Every year, teacher Mike Wilson of Ballwin, Mo., has his elementary students study the presidential election process in America. From the resulting essays and exam papers, Wilson has culled some gems of youthful insight and wisdom, not to mention skepticism worthy of a politics-weary adult.

  • Calling a person a runner-up is the polite way of saying you lost.
  • What I learned about elections is that we aren't really getting to elect the president. It is some people in a college who get to. I have not decided what to do about it yet, but I am not going to just sit around.
  • It is possible to get the majority of electoral votes without getting the majority of popular votes. Anyone who can ever understand how this works gets to be president.
  • The more I think about trying to run for president the less I think of it.

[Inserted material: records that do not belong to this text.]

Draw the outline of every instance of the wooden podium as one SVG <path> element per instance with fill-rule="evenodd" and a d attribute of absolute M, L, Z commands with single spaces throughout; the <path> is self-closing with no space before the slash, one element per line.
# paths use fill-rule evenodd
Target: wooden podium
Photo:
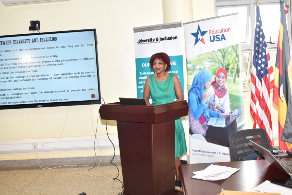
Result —
<path fill-rule="evenodd" d="M 155 106 L 101 105 L 101 119 L 117 121 L 125 194 L 157 195 L 173 185 L 174 119 L 188 110 L 185 100 Z M 175 193 L 174 185 L 161 194 Z"/>

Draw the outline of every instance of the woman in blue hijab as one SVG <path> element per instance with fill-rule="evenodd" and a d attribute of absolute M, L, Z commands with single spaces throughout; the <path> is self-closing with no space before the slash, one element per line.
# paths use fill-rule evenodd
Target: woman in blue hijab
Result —
<path fill-rule="evenodd" d="M 219 113 L 209 110 L 208 102 L 211 94 L 208 90 L 211 86 L 212 76 L 208 70 L 202 70 L 194 77 L 189 90 L 189 118 L 191 130 L 193 133 L 206 135 L 207 123 L 210 116 L 227 117 L 229 114 Z"/>

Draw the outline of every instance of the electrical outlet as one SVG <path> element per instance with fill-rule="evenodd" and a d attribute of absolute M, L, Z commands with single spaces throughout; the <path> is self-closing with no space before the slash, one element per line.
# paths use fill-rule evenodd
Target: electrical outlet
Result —
<path fill-rule="evenodd" d="M 36 143 L 32 144 L 32 148 L 34 149 L 37 148 L 37 144 Z"/>
<path fill-rule="evenodd" d="M 38 144 L 39 148 L 47 148 L 49 147 L 48 143 L 39 143 Z"/>

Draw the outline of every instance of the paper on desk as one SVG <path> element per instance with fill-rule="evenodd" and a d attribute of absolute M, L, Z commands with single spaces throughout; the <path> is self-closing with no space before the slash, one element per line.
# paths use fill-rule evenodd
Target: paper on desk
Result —
<path fill-rule="evenodd" d="M 263 193 L 275 192 L 282 195 L 291 195 L 292 194 L 292 188 L 273 184 L 267 180 L 251 189 L 251 191 Z"/>
<path fill-rule="evenodd" d="M 239 169 L 224 166 L 214 165 L 212 164 L 204 170 L 193 172 L 193 173 L 196 175 L 192 177 L 204 180 L 216 181 L 228 178 Z M 226 172 L 227 173 L 223 173 Z M 208 176 L 212 175 L 217 175 Z"/>
<path fill-rule="evenodd" d="M 239 111 L 238 111 L 238 109 L 237 108 L 231 113 L 231 114 L 230 115 L 230 116 L 234 117 L 239 114 Z"/>

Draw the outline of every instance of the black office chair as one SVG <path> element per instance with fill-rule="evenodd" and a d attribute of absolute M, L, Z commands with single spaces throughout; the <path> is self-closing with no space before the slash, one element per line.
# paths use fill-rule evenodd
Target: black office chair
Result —
<path fill-rule="evenodd" d="M 245 129 L 231 133 L 229 135 L 229 148 L 232 161 L 238 161 L 239 158 L 251 152 L 256 151 L 249 140 L 265 148 L 270 148 L 269 140 L 263 129 Z"/>

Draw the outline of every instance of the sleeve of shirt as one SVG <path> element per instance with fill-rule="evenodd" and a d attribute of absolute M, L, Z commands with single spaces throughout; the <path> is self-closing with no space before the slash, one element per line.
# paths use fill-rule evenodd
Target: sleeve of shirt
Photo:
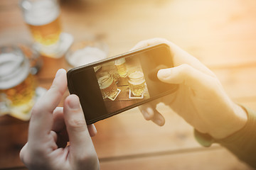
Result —
<path fill-rule="evenodd" d="M 213 139 L 208 134 L 194 130 L 196 140 L 204 147 L 219 143 L 235 154 L 241 161 L 256 169 L 256 112 L 246 107 L 248 119 L 239 131 L 221 140 Z"/>

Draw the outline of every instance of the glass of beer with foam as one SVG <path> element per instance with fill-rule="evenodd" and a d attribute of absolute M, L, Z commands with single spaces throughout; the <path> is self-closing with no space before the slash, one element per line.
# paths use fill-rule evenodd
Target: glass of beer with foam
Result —
<path fill-rule="evenodd" d="M 128 72 L 129 88 L 135 96 L 140 96 L 145 89 L 145 79 L 139 69 L 132 69 Z"/>
<path fill-rule="evenodd" d="M 108 72 L 100 72 L 97 76 L 102 97 L 115 98 L 118 94 L 117 86 L 110 74 Z"/>
<path fill-rule="evenodd" d="M 30 69 L 29 61 L 20 48 L 0 47 L 0 115 L 29 120 L 36 87 Z"/>
<path fill-rule="evenodd" d="M 120 58 L 114 61 L 114 65 L 117 67 L 117 73 L 121 77 L 126 77 L 127 69 L 125 64 L 125 58 Z"/>
<path fill-rule="evenodd" d="M 22 0 L 20 6 L 38 50 L 55 57 L 60 50 L 60 8 L 56 0 Z"/>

  • The president has the power to appoint and disappoint the members of his cabinet.
  • In January, the president makes his Inaugural Address after he has been sworn at.
  • Once he is elected, sometimes the president has to work 24 hours a day until he finds out what he is supposed to do.
  • The nominees are usually called candidates, or campaigners, although I have heard them called other things.
  • Popular votes tell who is the most popular. Electoral votes tell who is the most elected.
  • The jobs of delegates is to resent their states.
  • When the radio mentions a landslide, cross your fingers and hope it is talking about an election.
  • A dark horse is a candidate that the delegates don't know enough about to dislike yet.
  • A split ticket is when you don't like any of them on the ticket so you tear it up.
  • When they talk about the most promising presidential candidate, they mean the one who can think of the most things to promise.
  • Elephants and donkeys never fought until politics came along.
  • Political strategy is when you don't let people know you have run out of ideas and keep shouting anyway.
  • A candidate should always renounce his words carefully.
  • We are learning how to make our election results known quicker and quicker. It is our campaigns we are having trouble getting any shorter.
  • One of the main rules of campaigning is you are not allowed to go on a whistle-stop tour without a train.
  • Politician is the bawling out name for a candidate you don't like.